The United Nations said on May 5 that it would continue to allow Afghan staff to work from home after the Taliban administration banned Afghan women working for the world body a month ago.
The UN has about 3,300 Afghan staff, of whom about 400 are women, while about 600 international staff in the country are not affected by the ban. The UN said it would review its actions and keep Afghan staff at home until May 5.
UN deputy spokesman Farhan Haq said on Friday that there had been no change in “our posture on the ground”.
“We are working to decide on the appropriate course of action,” Haque told reporters in New York. “Obviously, we have a challenge because the needs of the Afghan people are enormous, and we intend to meet those needs, but at the same time, our operations are obviously constrained.”
The Afghan people are in for “very difficult years ahead,” a top US aid official warned this week, as donors challenge the Taliban administration’s crackdown on women and girls, more crises around the world, and less funding overall. Is.
Haque said aid work continues in areas such as health and education where the UN has been able to secure some limited relaxation of restrictions on Afghan women. However, he indicated that some UN agencies may take a different approach.
“I believe that different agencies have different mandates regarding the provision of assistance and therefore they have different ways of handling the situation,” Haq said.
The Taliban seized power in August 2021 as US-led forces withdrew after 20 years of war. It has since also tightened controls on women’s access to public life, including barring women from university and closing girls’ high schools.

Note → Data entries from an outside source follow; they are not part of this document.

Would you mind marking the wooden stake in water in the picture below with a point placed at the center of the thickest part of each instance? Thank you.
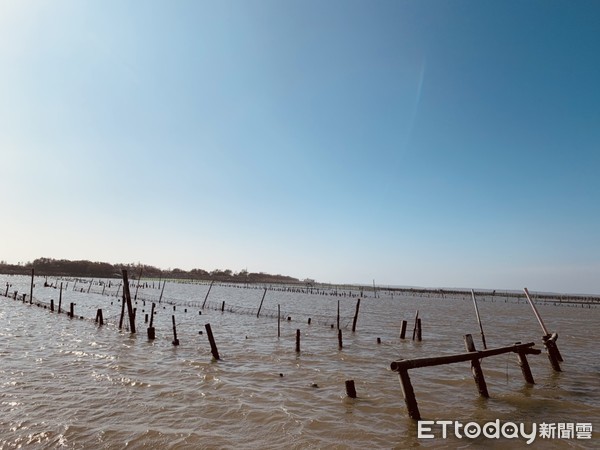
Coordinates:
(355, 316)
(206, 298)
(175, 340)
(262, 300)
(128, 300)
(162, 290)
(478, 319)
(213, 344)
(31, 289)
(415, 328)
(537, 314)
(350, 389)
(138, 283)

The Taliban says it respects the rights of women according to its strict interpretation of Islamic law. Taliban officials said the decision on female aid workers was an “internal issue”.
The United Nations Special Envoy on Human Rights in Afghanistan and the Chair of the Working Group on Discrimination against Women and Girls – both mandated by the UN Human Rights Council – visited Afghanistan between 27 April and 4 May.
“We are deeply concerned about the clear crime of gender abuse in Afghanistan – a systematic and egregious human rights violation and crime against humanity,” they said in a joint statement on Friday.